ORNAMENT: TO BE A CRIME OR NOT TO BE A CRIME
Adolf Loos, the prominent modernist architect of early twentieth century, composed his essay "Ornament and Crime" in 1908 to fight with "the aesthetic imperialism" (in Walter Benjamin's words, the philosopher and art critic) of the past century that was concerned with love of decorative accessories, and with the architecture characterized by historicism and eclecticism. In modern psychoanalysis established by Freud, the connection between the conscious and the unconscious was metaphorically interpreted same as the structure of imperialism and colonialism. The latter (the unconscious) should be under the control of the former (the conscious or ego).

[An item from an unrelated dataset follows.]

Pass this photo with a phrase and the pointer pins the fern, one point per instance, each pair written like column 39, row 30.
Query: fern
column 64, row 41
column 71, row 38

In parallel, in the era of modernism, the position of modern art should be as such that it should control, suppress and even destroy the ornaments as a lowly, harmful and corrupt old art.
In the above mentioned manifesto, Loos thus encourages simplicity of things and rejects ornament by saying that "the evolution of culture is synonymous with the removal of ornamentation from the objects of everyday use". In another section of this essay, Loos emphasizes that "ornament is no longer a natural product of our culture, but a symptom of backwardness or degeneracy". In this connection, he lauds the United States and England for their civilization, cultural development and their few cultural laggards, and places them against Austria and Germany with their support of useless decoration and not having many modern people. He also brings in the example of a Papuan, who is considered as amoral like a child. Tattooing his skin and all his belongings, the primitive is in fact doing something which is natural for him, but a sign of degeneracy in modern adult. Therefore, the use of ornament is considered as a crime.
Elaborating his standpoint against ornament, Loos's definition of a human child's stages in the development of humanity and his understanding of the world is as such that he identifies a two year old child with a Papuan, and a four year old with a Germanic tribesman. It is at the age of six and eight that a human child is granted the high positions that Socrates and Voltaire enjoyed. Loos also mentions clearly that the style and ornament are the same, which could change from one epoch to another. By labeling ornament as primitive, old and a treat to the modern culture, he likewise "implies' that ornament is feminine, particularly when he emphasizes that the modern art should be seen through the lens of masculinity, which is thus linked to the logic of the conscious against the emotionality of the unconscious as feminine.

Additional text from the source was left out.